A Romanian employee was dismissed by his Romanian employer in 2007 for privately using his Yahoo Messenger account at work in breach of company regulations. The messenger account was created merely for business use by the employee. Any use for personal purposes was expressly forbidden by company regulations. The employer discovered the employee’s breach by monitoring his communication from the messenger account. After having been confronted with his conduct by the employer, the employee denied any personal use of the account. The employer, however, presented a 45 page transcript of personal messages that the employee had exchanged.
The employee challenged the dismissal before the Bucharest County Court which dismissed his complaint. He appealed against this judgment which was, however, upheld by the Bucharest Court of Appeal. In its application to the ECHR, the employee – among other things – alleged that, with a view to these court rulings, the State of Romania failed to preserve the right to respect for private and family life and correspondence under Article 8 of the European Convention on Human Rights (Convention).

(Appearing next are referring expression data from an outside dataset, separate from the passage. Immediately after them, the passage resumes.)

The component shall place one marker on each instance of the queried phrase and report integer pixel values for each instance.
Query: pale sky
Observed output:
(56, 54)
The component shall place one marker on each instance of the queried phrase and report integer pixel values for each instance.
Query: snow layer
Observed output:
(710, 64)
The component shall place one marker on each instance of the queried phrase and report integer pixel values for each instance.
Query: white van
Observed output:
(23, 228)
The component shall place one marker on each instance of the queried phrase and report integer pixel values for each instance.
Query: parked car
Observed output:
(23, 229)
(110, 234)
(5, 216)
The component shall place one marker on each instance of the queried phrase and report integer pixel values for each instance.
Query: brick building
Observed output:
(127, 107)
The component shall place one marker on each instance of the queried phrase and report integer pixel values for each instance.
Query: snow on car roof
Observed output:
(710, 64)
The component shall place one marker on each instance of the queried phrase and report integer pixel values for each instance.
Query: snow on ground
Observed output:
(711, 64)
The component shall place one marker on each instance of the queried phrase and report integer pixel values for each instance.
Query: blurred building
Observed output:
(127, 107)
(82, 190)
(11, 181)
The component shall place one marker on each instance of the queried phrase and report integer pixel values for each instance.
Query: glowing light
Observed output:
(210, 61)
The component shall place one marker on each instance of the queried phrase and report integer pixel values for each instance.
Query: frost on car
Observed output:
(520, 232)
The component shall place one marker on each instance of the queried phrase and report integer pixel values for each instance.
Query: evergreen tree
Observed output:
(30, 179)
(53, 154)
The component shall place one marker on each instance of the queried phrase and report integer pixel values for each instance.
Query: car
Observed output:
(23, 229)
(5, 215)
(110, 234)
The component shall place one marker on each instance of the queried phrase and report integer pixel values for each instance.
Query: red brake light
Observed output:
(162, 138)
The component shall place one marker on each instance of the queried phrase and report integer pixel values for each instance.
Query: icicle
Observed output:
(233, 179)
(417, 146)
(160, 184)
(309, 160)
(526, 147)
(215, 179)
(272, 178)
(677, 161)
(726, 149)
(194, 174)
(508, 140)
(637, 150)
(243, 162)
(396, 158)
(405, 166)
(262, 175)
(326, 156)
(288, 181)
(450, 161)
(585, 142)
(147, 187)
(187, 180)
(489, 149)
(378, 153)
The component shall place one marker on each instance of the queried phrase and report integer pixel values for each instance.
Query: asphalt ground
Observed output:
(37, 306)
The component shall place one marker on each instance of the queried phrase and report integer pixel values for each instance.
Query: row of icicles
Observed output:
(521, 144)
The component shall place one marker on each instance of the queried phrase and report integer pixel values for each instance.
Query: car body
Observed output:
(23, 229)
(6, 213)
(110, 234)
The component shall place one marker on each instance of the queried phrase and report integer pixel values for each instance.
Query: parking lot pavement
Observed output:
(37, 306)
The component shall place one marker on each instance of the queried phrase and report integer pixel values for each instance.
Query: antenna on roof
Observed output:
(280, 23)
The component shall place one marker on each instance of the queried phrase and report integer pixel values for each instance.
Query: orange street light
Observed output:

The ECHR ruled that the State of Romania did not breach its positive obligation to preserve the employee’s right to respect for private life and correspondence under Article 8 of the Convention: This right of the employee was in principle engaged when the communication from the messenger account was monitored by the employer and such information was further used in the court proceedings. The employee had a reasonable expectation of privacy also when communicating from his workplace messenger account. However, in the EHCR’s view the Romanian courts have struck a fair balance between the right of the employee to respect for his private life and correspondence under Article 8 of the Convention and the employer’s interests. It particularly found that “[…] it is not unreasonable for an employer to want to verify that the employees are completing their professional tasks during working hours.” and “[…] the employer’s monitoring was limited in scope and proportionate […].
The judgment of the ECHR must not be seen as carte blanche for employers to monitor their employees’ communications at work. Employers should always bear in mind that the fact that the monitoring measure is not in breach of Article 8 of the Convention does not automatically mean that such measure is indeed permitted at the end of the day. Further limitations, in particular under national, general and sector specific data protection, telecommunication and employment laws will apply and differ from jurisdiction to jurisdiction. For example, in Germany, an employer allowing its employees to use a company email account for personal purposes is in many cases barred from accessing its employees emails due to German telecommunication laws. Further, monitoring employee email accounts in Germany will require the works council’s (if any) prior consent, i.e. in practice, the employer will have to negotiate and conclude a works agreement with the works council.